Paris

И было...

Ездили с Валей несколько дней по Москве на мне, то набирая ему витаминов и повышая долю перца чили у него в крови путём скармливания ему за мои деньги китайской и вьетнамской еды, а то спеша в напротив «Шоколадницы» заведение за визами в Париж. Их должна была готовить, как было загодя выяснено по телефону, некто Мирей, которую, идя к ней через подобие КПП, я назвал Матьё. Но служивый понял сразу и слова не сказал. Документы не спросил тоже. Мы же — знали о калии и магнии.

В ответ на мой звонок через «местный телефон» она спустилась со своего второго этажа через театральную лестницу консульства довольно скоро:

— Вот ваши чиортови визы! Ви туот фсё перефернули за два дня!
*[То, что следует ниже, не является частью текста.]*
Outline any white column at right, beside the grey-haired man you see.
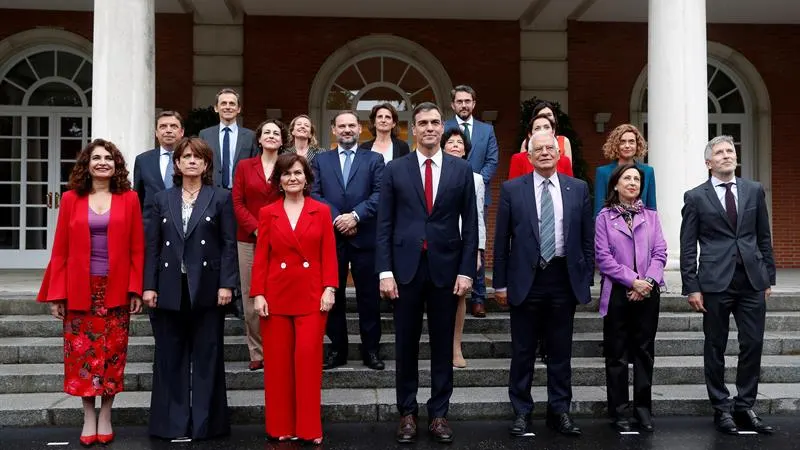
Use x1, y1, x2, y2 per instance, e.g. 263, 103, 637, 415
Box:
647, 0, 708, 292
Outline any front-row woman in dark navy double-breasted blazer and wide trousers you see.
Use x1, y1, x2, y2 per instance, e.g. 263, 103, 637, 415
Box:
143, 138, 239, 439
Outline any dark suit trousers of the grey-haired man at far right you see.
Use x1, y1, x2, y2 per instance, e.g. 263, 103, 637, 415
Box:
703, 264, 767, 412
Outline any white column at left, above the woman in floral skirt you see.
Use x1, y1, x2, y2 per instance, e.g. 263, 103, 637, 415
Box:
92, 0, 155, 172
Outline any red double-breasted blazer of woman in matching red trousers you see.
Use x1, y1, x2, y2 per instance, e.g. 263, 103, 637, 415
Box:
250, 197, 339, 316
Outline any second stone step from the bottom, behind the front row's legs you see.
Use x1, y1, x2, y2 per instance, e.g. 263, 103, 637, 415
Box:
0, 355, 800, 394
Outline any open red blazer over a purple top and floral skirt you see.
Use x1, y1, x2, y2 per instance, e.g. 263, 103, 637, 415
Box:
36, 191, 144, 311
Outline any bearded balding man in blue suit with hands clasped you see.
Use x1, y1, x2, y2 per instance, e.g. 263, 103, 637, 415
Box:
311, 111, 384, 370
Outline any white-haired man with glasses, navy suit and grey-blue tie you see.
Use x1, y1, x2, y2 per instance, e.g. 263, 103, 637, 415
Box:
494, 132, 594, 436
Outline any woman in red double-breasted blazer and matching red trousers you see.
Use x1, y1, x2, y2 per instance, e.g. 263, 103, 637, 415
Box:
250, 153, 338, 445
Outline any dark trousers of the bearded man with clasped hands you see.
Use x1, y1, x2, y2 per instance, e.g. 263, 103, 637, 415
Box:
326, 242, 381, 358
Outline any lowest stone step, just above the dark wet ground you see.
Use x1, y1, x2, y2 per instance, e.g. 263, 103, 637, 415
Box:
0, 383, 800, 427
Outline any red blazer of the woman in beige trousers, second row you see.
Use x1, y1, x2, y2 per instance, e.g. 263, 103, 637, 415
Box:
231, 156, 281, 243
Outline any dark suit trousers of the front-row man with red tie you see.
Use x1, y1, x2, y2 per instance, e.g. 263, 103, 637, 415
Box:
394, 252, 458, 418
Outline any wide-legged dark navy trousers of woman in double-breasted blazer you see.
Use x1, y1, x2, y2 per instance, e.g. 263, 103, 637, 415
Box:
149, 275, 230, 439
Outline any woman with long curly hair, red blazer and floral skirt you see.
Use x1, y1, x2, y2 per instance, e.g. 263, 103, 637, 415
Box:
36, 139, 144, 446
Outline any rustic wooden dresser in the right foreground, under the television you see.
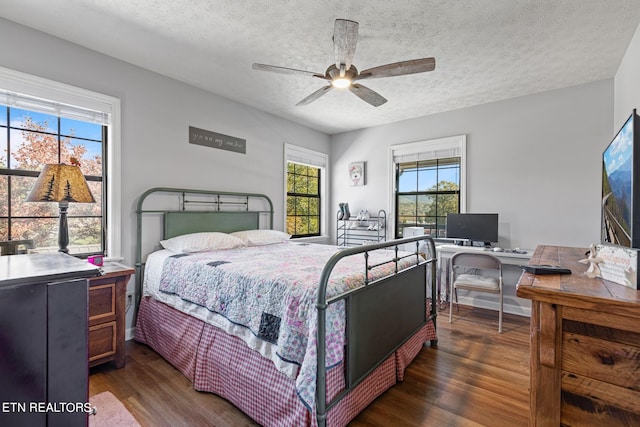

Речь шла о восьми паспортах, в которых визу поставили в течение понедельника и вторника, ибо Валя ещё в воскресенье свою ковровую бомбардировку начал прямо с телефона квартиры консула. Как говорил один владелец из домов в Америце, «хлавное — правильно начать.» Мы вылетели порознь через четыре дня, ведь билеты уже были на руках. А Валя летел со мной, поскольку наверняка ещё надеялся на витамины и чили.

Чтобы вылететь вовремя и прибыть в Париж часов в 8 утра, мне предстоял долгий путь из Измайловских лесов через Армянские проулки и Автозаводские просторы в Домодедово. Когда около полпятого утра проулки были позади, и начались автозаводские сталинки, чтобы из них забрать бодрую Ирину Йосиповну, Валя вывалился на едва прибранный асфальт московской неповторимой свежести, направился к киоску и отобрал недопитую банку у ханыги.

Заслуженный, кстати. И гений по совместительству. Пока летели до швейцарских холмов — спали. Пересаживаясь в парижскую лошадь, очнулись и поругались. Прилетели вовремя и разъехались. Мне досталось такси с арабофранцузом за рулём и запахом второго этажа чайной в Кривоколенном. Понятно, что он ожидал от меня, что и я буду говорить на его наречии. Пришлось ехать в Пари Нор и там общаться с более юными умами.

И было... На третий день была ночь у ресторана, что у подножия ещё нетронутого огнём Нотр Дам де Пари. А такси домой — не было, ибо бастовали студенты. Но были помощники портье афрофранцузского вида, а я уже говорил по-французски.

Слушай, бадди, — сказал я ему. Отзвонись корешам, чтобы меня отсюда забрали, а то спать охота, метро закрыто, а ехать бы было 15 остановок. Но не внял он.

Был ли в моих словах белый шовинизм?